Forum Discussion
NimbostratusHTTP to HTTPS redirect using I Rule
Hi, Looking for some advice regarding I Rules, I am totally new to this area, So the questions may seem very obvious ! The scenario goes like this:
I have a Big IP LTM and it currently has a VIP configured for client side SSL offloading complete with SSL profile etc, All good so far, What I am looking to achieve is to mop up HTTP requests that are being sent to this VIP, I want to use an I Rule and can see that F5 have kindly packaged one ready to go called _sys_https_redirect, If I create another VIP with the same IP and configure for HTTP and add I Rule _sys_https_redirect will this simply redirect the traffic to the HTTPS VIP ? Or is this wishfull thinking ? Do I also need to add the config hierarchy to the HTTP VIP ie Pool, Node etc ?
Thanks
Ross
6 Replies
SteveMPYeah, that's pretty much it. You don't need a pool since it's just redirecting it to your HTTPS Virtual Server.
natheCirrocumulus
Yes, simply create an HTTP VIP (same IP) and add HTTP Profile and iRule. No need for any other configuration, Pool for example.

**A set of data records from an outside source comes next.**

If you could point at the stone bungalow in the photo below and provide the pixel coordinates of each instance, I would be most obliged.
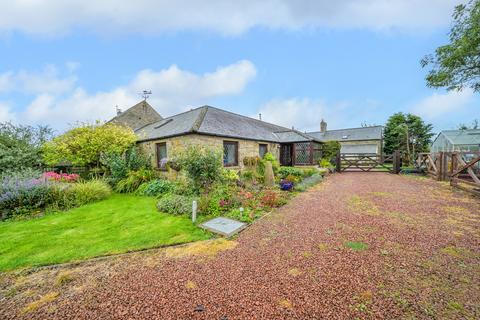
(238, 136)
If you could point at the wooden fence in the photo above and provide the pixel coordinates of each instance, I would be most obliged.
(462, 169)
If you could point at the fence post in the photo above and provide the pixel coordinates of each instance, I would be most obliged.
(396, 162)
(445, 167)
(454, 168)
(338, 161)
(440, 166)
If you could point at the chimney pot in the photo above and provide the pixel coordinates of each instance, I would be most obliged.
(323, 126)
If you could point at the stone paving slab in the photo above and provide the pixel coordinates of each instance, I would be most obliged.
(224, 226)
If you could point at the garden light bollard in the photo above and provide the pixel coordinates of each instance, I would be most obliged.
(194, 211)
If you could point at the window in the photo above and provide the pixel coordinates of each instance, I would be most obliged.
(162, 155)
(230, 153)
(262, 149)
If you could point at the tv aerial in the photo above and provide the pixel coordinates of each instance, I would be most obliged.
(146, 94)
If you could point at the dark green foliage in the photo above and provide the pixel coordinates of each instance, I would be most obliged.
(73, 195)
(457, 64)
(175, 204)
(271, 158)
(308, 182)
(219, 200)
(401, 129)
(119, 165)
(330, 150)
(134, 179)
(156, 188)
(308, 172)
(324, 163)
(20, 146)
(203, 166)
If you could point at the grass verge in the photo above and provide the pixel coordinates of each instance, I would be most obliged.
(118, 224)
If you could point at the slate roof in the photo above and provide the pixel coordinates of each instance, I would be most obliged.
(462, 137)
(213, 121)
(353, 134)
(137, 116)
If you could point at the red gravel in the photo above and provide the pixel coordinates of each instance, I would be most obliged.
(422, 261)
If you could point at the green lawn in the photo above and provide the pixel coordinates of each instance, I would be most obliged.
(118, 224)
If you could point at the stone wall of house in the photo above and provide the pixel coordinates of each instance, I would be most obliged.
(246, 148)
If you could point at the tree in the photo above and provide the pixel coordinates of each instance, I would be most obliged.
(407, 133)
(20, 146)
(83, 146)
(457, 64)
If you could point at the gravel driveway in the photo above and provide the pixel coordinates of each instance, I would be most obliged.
(360, 245)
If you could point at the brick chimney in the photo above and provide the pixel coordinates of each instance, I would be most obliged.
(323, 126)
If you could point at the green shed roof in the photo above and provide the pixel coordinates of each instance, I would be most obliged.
(463, 137)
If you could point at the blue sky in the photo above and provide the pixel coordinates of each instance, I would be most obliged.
(296, 62)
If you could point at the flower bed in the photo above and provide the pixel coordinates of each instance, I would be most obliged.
(32, 194)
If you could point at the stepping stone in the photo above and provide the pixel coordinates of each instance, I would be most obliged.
(224, 226)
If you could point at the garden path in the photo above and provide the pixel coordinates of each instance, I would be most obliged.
(359, 245)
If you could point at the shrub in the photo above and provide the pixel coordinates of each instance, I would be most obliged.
(247, 215)
(203, 166)
(217, 201)
(324, 163)
(175, 204)
(156, 187)
(284, 172)
(229, 176)
(292, 178)
(308, 182)
(308, 172)
(20, 146)
(251, 161)
(270, 158)
(119, 165)
(272, 199)
(89, 191)
(20, 195)
(133, 180)
(69, 196)
(61, 177)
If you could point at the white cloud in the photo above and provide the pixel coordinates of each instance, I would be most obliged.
(173, 89)
(441, 104)
(54, 17)
(46, 81)
(303, 113)
(5, 113)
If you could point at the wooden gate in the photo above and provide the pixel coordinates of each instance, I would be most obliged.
(465, 174)
(368, 162)
(431, 163)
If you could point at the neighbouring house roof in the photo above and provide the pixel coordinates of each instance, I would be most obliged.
(137, 116)
(213, 121)
(461, 137)
(353, 134)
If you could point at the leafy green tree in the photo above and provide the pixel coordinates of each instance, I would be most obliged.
(83, 146)
(407, 133)
(457, 64)
(20, 146)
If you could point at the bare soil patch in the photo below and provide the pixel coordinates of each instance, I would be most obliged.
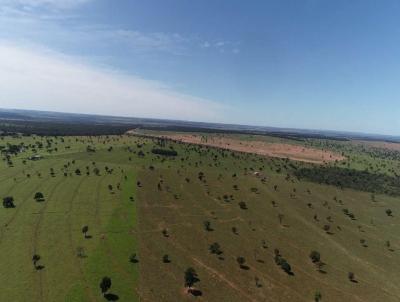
(281, 150)
(382, 145)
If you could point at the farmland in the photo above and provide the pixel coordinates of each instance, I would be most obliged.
(237, 218)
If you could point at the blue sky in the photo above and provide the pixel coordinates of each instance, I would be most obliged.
(311, 64)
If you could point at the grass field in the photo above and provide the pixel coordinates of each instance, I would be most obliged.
(157, 207)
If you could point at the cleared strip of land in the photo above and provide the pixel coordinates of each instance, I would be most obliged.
(281, 150)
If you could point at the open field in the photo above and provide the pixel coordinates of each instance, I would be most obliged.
(201, 207)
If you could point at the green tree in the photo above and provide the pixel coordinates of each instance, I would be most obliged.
(105, 285)
(190, 277)
(85, 229)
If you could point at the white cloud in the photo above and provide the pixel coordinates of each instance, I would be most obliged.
(52, 4)
(41, 79)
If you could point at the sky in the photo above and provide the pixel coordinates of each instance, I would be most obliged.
(311, 64)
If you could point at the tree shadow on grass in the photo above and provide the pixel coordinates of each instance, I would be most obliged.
(111, 297)
(195, 292)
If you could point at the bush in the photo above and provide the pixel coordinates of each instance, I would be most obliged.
(8, 202)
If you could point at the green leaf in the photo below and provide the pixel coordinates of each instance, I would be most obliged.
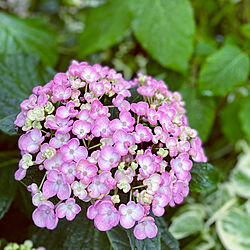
(186, 222)
(135, 96)
(118, 238)
(204, 177)
(240, 175)
(28, 36)
(8, 158)
(168, 242)
(77, 234)
(7, 186)
(165, 29)
(223, 71)
(19, 74)
(233, 228)
(245, 118)
(200, 111)
(230, 121)
(106, 25)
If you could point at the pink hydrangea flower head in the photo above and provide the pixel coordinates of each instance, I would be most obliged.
(93, 144)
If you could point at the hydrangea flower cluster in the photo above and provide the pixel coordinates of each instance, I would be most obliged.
(127, 160)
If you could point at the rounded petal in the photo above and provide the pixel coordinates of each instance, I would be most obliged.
(139, 231)
(127, 221)
(64, 191)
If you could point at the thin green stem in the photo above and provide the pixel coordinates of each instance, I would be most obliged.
(95, 146)
(139, 186)
(40, 186)
(84, 143)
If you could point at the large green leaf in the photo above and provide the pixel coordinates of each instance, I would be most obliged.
(204, 177)
(165, 29)
(78, 234)
(200, 111)
(230, 121)
(245, 117)
(106, 25)
(7, 185)
(223, 71)
(29, 36)
(233, 228)
(18, 75)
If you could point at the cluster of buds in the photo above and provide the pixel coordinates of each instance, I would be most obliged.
(126, 160)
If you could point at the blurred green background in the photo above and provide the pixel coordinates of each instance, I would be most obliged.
(200, 48)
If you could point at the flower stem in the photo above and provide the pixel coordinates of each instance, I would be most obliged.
(43, 180)
(139, 186)
(84, 143)
(95, 146)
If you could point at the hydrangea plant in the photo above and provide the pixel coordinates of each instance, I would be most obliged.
(127, 158)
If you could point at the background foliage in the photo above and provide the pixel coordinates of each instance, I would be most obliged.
(198, 47)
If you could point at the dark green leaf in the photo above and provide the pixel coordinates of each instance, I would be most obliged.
(223, 71)
(230, 121)
(105, 26)
(18, 75)
(233, 228)
(28, 36)
(78, 234)
(245, 117)
(200, 111)
(135, 96)
(204, 177)
(168, 242)
(7, 186)
(165, 29)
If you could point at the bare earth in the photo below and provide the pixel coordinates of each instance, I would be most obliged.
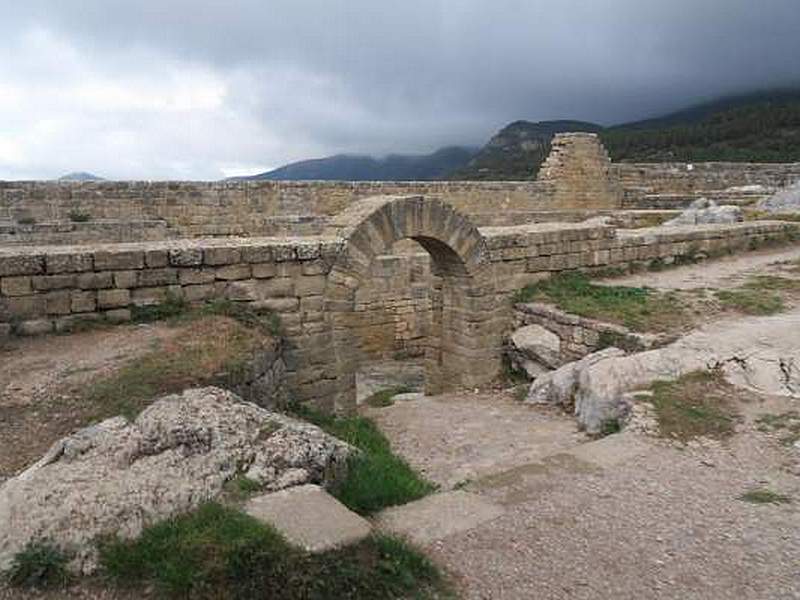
(721, 273)
(628, 516)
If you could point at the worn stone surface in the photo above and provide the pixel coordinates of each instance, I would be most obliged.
(309, 517)
(535, 350)
(437, 517)
(560, 386)
(704, 211)
(117, 477)
(759, 353)
(785, 200)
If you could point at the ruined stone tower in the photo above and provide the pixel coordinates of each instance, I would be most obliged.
(580, 172)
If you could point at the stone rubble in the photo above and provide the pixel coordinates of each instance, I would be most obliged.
(116, 477)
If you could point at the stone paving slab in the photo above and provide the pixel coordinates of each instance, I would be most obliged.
(438, 516)
(309, 517)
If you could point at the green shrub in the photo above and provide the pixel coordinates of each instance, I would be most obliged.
(39, 565)
(377, 478)
(218, 552)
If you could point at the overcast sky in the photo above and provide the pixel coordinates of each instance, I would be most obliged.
(201, 89)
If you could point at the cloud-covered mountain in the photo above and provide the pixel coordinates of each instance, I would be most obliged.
(395, 167)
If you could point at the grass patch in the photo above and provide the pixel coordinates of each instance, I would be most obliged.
(384, 398)
(218, 552)
(750, 301)
(640, 309)
(696, 405)
(764, 496)
(759, 295)
(211, 350)
(377, 478)
(787, 424)
(77, 216)
(38, 565)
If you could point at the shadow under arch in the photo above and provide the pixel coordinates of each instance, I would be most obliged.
(463, 348)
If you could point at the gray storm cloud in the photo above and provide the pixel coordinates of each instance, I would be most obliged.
(203, 89)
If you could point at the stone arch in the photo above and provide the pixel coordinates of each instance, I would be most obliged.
(463, 349)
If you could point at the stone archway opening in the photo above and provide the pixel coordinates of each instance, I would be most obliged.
(462, 341)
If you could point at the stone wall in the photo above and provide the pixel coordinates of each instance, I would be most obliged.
(580, 171)
(674, 185)
(244, 208)
(580, 336)
(43, 289)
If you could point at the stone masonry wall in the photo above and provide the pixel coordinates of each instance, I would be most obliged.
(673, 185)
(580, 171)
(247, 208)
(43, 289)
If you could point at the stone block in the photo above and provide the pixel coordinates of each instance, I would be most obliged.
(186, 257)
(233, 272)
(125, 279)
(95, 281)
(196, 293)
(118, 260)
(113, 298)
(257, 254)
(148, 296)
(45, 283)
(34, 327)
(221, 256)
(196, 276)
(83, 301)
(68, 263)
(264, 270)
(155, 277)
(21, 264)
(310, 285)
(58, 303)
(308, 517)
(156, 258)
(16, 286)
(20, 307)
(118, 315)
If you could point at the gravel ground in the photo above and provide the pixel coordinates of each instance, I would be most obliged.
(632, 516)
(720, 273)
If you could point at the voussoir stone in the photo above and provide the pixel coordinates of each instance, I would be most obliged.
(117, 477)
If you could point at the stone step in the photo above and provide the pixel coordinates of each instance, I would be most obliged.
(438, 516)
(308, 517)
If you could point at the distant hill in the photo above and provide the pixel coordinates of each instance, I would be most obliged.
(762, 127)
(759, 127)
(80, 176)
(517, 150)
(394, 167)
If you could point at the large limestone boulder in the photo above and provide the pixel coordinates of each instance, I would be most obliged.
(762, 354)
(703, 211)
(786, 200)
(535, 350)
(560, 386)
(117, 477)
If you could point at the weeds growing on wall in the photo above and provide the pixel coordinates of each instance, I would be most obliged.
(640, 309)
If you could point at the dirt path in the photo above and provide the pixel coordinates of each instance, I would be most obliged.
(627, 516)
(39, 377)
(720, 273)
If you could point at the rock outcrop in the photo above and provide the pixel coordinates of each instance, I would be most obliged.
(762, 354)
(116, 477)
(703, 211)
(534, 350)
(786, 200)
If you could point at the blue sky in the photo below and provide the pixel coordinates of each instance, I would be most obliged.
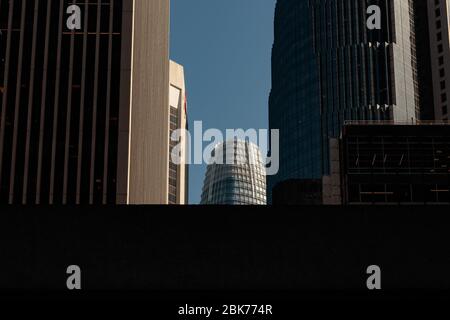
(225, 48)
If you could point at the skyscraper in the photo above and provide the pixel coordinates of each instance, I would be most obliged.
(328, 67)
(433, 24)
(238, 182)
(84, 113)
(178, 172)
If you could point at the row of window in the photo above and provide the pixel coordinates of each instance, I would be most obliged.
(440, 48)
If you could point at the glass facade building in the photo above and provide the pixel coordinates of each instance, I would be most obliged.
(328, 67)
(240, 180)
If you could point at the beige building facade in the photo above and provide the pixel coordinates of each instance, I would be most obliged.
(84, 114)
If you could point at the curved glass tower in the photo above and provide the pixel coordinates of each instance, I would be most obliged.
(238, 176)
(328, 67)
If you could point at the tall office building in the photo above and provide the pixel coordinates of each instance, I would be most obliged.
(241, 181)
(84, 112)
(328, 67)
(178, 144)
(433, 57)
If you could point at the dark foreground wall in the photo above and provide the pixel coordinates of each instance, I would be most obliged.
(204, 248)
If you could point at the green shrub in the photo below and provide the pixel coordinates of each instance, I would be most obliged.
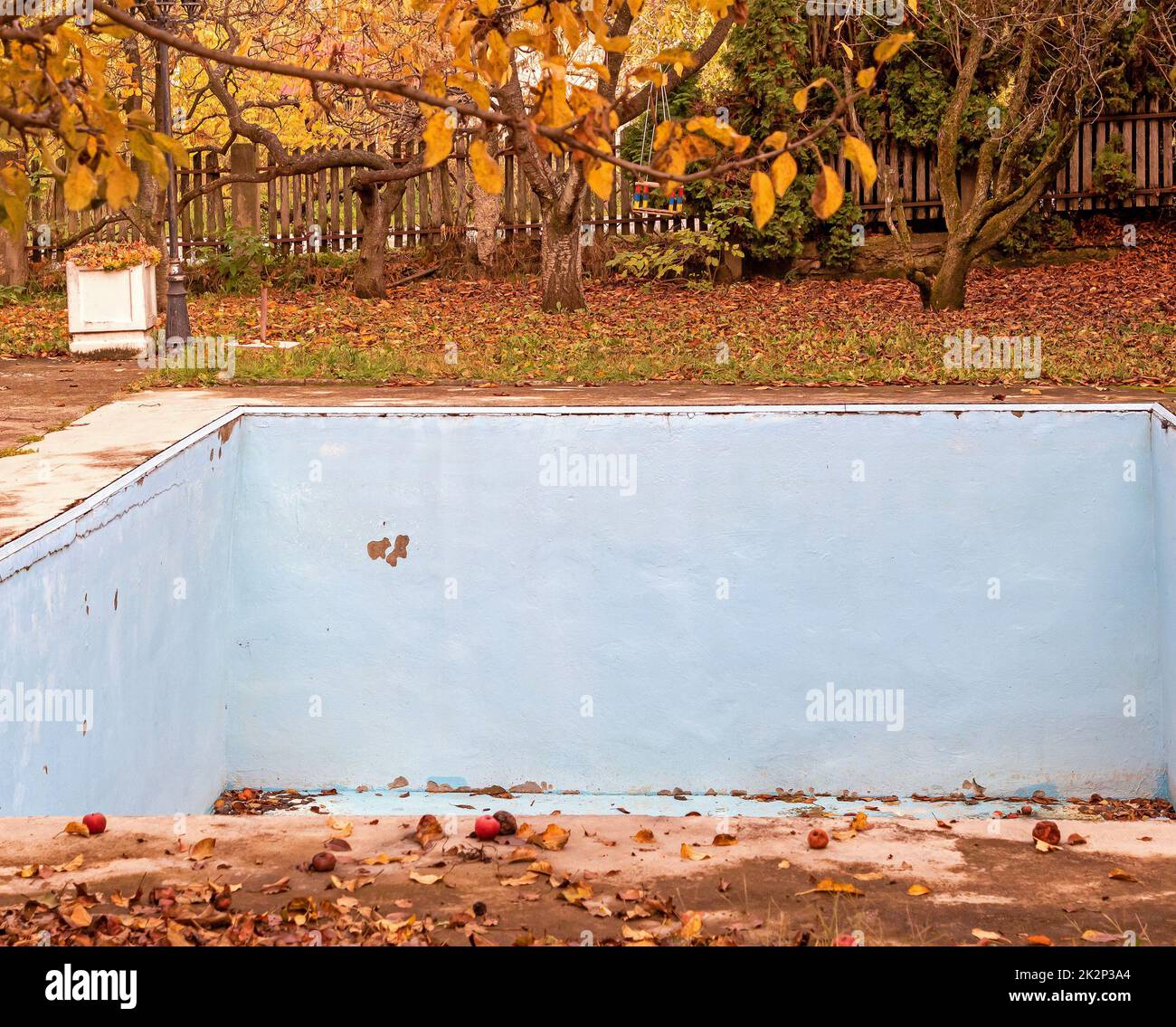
(1114, 177)
(242, 263)
(1038, 232)
(669, 254)
(725, 204)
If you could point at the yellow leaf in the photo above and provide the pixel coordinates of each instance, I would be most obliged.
(121, 184)
(800, 98)
(553, 838)
(830, 885)
(438, 139)
(487, 171)
(858, 154)
(783, 173)
(81, 187)
(576, 893)
(828, 195)
(889, 46)
(763, 199)
(600, 177)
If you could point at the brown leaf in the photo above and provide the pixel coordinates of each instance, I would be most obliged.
(553, 838)
(203, 850)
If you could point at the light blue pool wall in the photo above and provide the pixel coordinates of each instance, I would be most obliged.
(520, 604)
(156, 663)
(858, 548)
(1163, 443)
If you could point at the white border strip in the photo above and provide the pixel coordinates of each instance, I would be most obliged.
(92, 502)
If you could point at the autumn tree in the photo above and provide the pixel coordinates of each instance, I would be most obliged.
(1047, 62)
(551, 74)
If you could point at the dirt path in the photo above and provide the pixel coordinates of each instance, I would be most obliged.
(40, 395)
(607, 885)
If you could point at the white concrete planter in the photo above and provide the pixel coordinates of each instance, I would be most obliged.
(110, 309)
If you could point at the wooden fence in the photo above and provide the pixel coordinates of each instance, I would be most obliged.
(305, 212)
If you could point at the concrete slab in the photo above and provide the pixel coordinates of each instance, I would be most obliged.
(139, 882)
(71, 465)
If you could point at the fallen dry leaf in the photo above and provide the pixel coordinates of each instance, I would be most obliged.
(203, 850)
(553, 838)
(830, 885)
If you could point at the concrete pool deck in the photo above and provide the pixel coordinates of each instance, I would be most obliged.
(987, 882)
(70, 465)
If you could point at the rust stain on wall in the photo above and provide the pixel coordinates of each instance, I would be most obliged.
(379, 549)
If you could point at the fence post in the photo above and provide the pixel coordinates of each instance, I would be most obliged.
(242, 160)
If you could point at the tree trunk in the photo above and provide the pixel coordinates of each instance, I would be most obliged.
(376, 212)
(947, 292)
(560, 266)
(487, 212)
(13, 260)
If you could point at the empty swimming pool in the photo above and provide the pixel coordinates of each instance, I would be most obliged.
(881, 599)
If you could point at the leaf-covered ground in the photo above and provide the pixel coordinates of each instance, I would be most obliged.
(307, 880)
(1109, 321)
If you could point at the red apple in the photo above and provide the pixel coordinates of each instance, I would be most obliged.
(818, 838)
(487, 828)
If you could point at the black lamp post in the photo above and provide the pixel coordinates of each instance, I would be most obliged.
(177, 325)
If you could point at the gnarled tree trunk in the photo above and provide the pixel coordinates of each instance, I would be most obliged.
(13, 260)
(376, 211)
(560, 265)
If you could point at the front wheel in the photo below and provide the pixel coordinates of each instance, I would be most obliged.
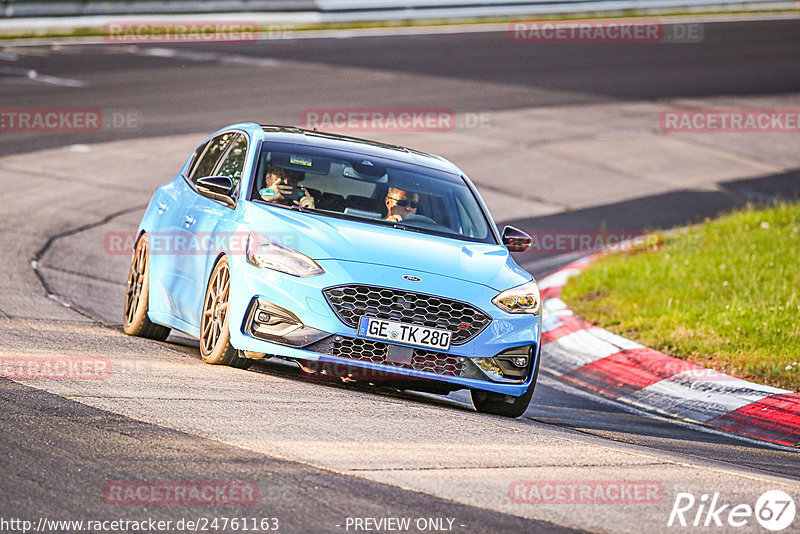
(136, 322)
(215, 338)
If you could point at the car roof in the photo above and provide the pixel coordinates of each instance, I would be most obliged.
(365, 147)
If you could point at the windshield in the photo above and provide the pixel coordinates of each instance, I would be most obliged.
(371, 190)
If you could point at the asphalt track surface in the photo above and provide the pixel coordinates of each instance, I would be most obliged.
(57, 447)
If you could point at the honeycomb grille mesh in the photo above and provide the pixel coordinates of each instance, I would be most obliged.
(352, 301)
(377, 352)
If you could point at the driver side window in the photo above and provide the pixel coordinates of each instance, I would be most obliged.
(215, 148)
(233, 164)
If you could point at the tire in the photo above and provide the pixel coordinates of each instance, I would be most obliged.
(135, 320)
(505, 405)
(215, 337)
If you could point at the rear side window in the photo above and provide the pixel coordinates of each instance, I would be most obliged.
(208, 160)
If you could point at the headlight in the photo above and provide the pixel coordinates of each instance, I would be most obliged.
(520, 299)
(262, 252)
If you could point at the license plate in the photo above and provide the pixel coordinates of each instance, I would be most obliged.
(407, 334)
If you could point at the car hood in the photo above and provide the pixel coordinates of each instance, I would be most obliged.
(323, 238)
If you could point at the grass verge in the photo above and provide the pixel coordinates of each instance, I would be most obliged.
(272, 31)
(724, 294)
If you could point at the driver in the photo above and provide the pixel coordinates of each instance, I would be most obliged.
(400, 204)
(282, 188)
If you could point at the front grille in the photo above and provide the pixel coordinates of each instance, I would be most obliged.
(352, 301)
(377, 352)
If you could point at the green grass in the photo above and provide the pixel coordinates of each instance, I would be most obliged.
(725, 294)
(96, 31)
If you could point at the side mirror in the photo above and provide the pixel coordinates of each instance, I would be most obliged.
(218, 188)
(515, 239)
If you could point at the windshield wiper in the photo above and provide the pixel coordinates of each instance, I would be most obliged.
(409, 228)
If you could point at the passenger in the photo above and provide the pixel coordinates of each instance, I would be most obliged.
(282, 188)
(400, 204)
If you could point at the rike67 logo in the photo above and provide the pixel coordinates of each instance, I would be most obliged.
(774, 510)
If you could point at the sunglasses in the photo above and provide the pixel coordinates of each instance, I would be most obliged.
(403, 203)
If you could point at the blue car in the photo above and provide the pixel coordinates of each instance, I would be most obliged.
(357, 260)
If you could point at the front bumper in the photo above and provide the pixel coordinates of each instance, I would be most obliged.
(306, 328)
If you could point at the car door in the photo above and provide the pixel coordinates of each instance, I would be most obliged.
(181, 283)
(206, 218)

The traffic will hit the VIP and be redirected immediately.
Rgds
N
ross_02_143242Many thanks for clearing that up and for responding so quickly.
Thanks and Regards
Ross
- natheno probs
- ross_02_143242
Another point that I forgot to mention which may be of importance ! My HTTPS VIP port is not configured to the standard port of 443, I have configured it in the 8000 range, Will this have any affect on _sys_https_redirect I Rule ?
Thanks
Ross
NetworkNerd_135Yes, that would be a problem, since browsers consider HTTPS to be on port 443. A modification to the iRule would be necessary in your case.